Why just the 80s and 90s?  You seem to have specifically excluded the time when radio comedy was at its most popular, when all the best-known programmes were made.
I know, and this bothered me a bit too.  A more general radio comedy site would have made a lot more sense, but I decided against it for various reasons, most importantly that the 80s and 90s are what I know about: I wasn’t born when most of the earlier shows were on, and it seemed a bit strange for me to be trying to compile pages entirely through second-hand research, when there must be a fair number of people with the necessary skills and interest who can actually remember the shows in question.  Limiting myself to a twenty-year period means that it’s realistic to aim at being fully comprehensive, as well.  I hope that one day somebody will decide to set up a corresponding site for the earlier stuff.  There are already several sites about particular shows — recorded on my classic comedy links page — but nothing general as far as I know.  If anybody wants to give it a go I’ll happily thread in links as necessary, although I wouldn’t fancy a merger (the pre-80s stuff, I reckon, needs a different approach, probably covering a smaller proportion of shows in greater detail and with a higher quotient of unabashed nostalgia).


Why haven’t you included a profile of [--------], which was loved by millions and clearly the finest programme of its generation?

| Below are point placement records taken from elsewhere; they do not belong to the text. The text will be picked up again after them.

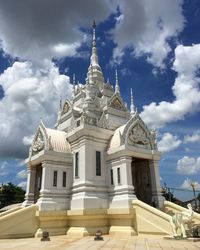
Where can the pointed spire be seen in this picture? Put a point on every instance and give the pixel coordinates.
(94, 34)
(94, 57)
(94, 64)
(132, 108)
(74, 79)
(116, 82)
(74, 82)
(60, 102)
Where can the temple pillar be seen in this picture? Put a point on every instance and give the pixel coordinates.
(53, 196)
(157, 198)
(122, 192)
(30, 189)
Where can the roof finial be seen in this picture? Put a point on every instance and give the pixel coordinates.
(60, 102)
(116, 82)
(74, 79)
(132, 108)
(94, 34)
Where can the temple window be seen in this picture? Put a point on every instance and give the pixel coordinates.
(98, 163)
(76, 164)
(55, 174)
(118, 176)
(111, 177)
(64, 179)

There are several possible answers to this question, but the answer is emphatically not “Because I loathe and despise [--------] and wish an early and violent death on everybody involved in it”.  The actual possibilities are:
  (a) I have absolutely no information about the programme in question, or at any rate too little to construct even a very brief profile;
  (b) I have some information about the programme, but it’s in a cupboard behind a large and heavy bed (with no castors), and I haven’t got round to finding it yet;
  (c) I have loads of information sitting right in front of my face, but am too lazy to have bothered to do the profile;
  (d) The first series of the programme is still running or has only just finished;
  (e) The programme in question has been running since before I was born, and I’m feeling a bit overawed still trying to work out how to do justice to it in a short profile.

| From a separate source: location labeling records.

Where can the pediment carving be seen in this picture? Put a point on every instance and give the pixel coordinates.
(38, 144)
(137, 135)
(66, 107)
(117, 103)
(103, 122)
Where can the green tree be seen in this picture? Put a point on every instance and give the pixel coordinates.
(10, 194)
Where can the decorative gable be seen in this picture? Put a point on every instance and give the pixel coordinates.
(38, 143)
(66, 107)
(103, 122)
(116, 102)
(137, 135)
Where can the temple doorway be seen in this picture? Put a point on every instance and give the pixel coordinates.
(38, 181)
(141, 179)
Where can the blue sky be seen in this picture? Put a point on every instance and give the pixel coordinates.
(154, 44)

The best thing to do, if you want to see a particular programme listed, is to send me reams of highly accurate information about it, and I’ll knock it into shape and give you a nice credit at the bottom of the page…  I appreciate this isn’t always possible, though, so do notify me about omissions, even if you can’t be specific about them: it might be something I didn’t know existed.

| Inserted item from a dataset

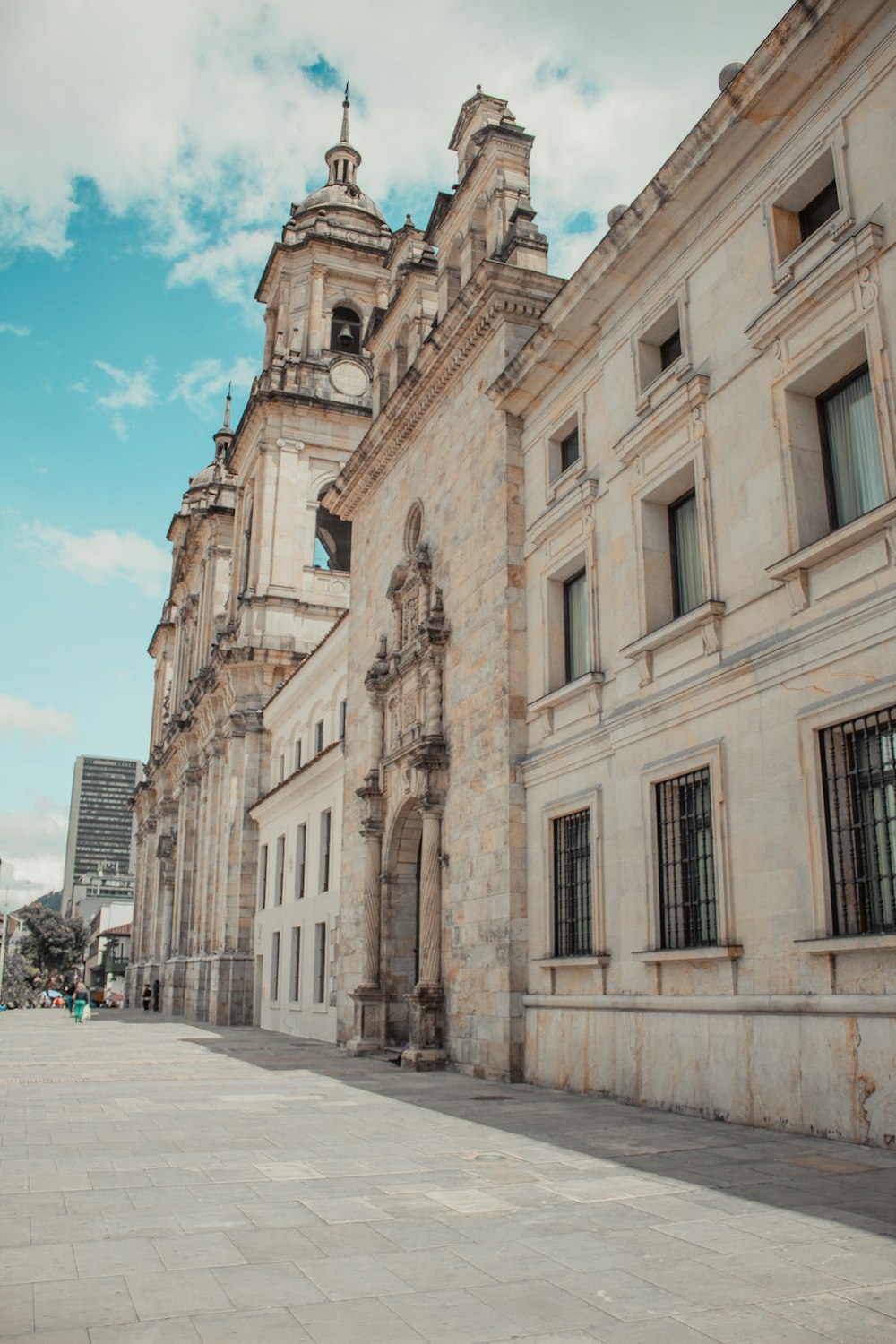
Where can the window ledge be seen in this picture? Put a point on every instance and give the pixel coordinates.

Why has the site got such an appalling name?
(I lie.  Nobody has asked me this frequently or at all.  But I can tell you’re thinking it).
Yes, it is just a play on ‘Radio Ga Ga’, and yes, it’s a poxy name, but it was all I could think of.  But let’s face it, anything self-explanatory would have been far too long — my original thought was to try and make some kind of acronym out of “Online… Encyclopaedia… Contemporary… Radio… Comedy”, but the best I could come up with was ‘ONEIRIC’, which apart from not working properly, means ‘of, or composed in, a dream or dreams’ (NB the site was not composed in a dream or dreams).  In the end, trying to think of a name was actively holding up work on the site, so I just went for the crap alternative.  I suppose I could try and salvage credibility by pretending that it’s really a Half Man Half Biscuit reference playing on “Radio Dada” but who would that fool, eh?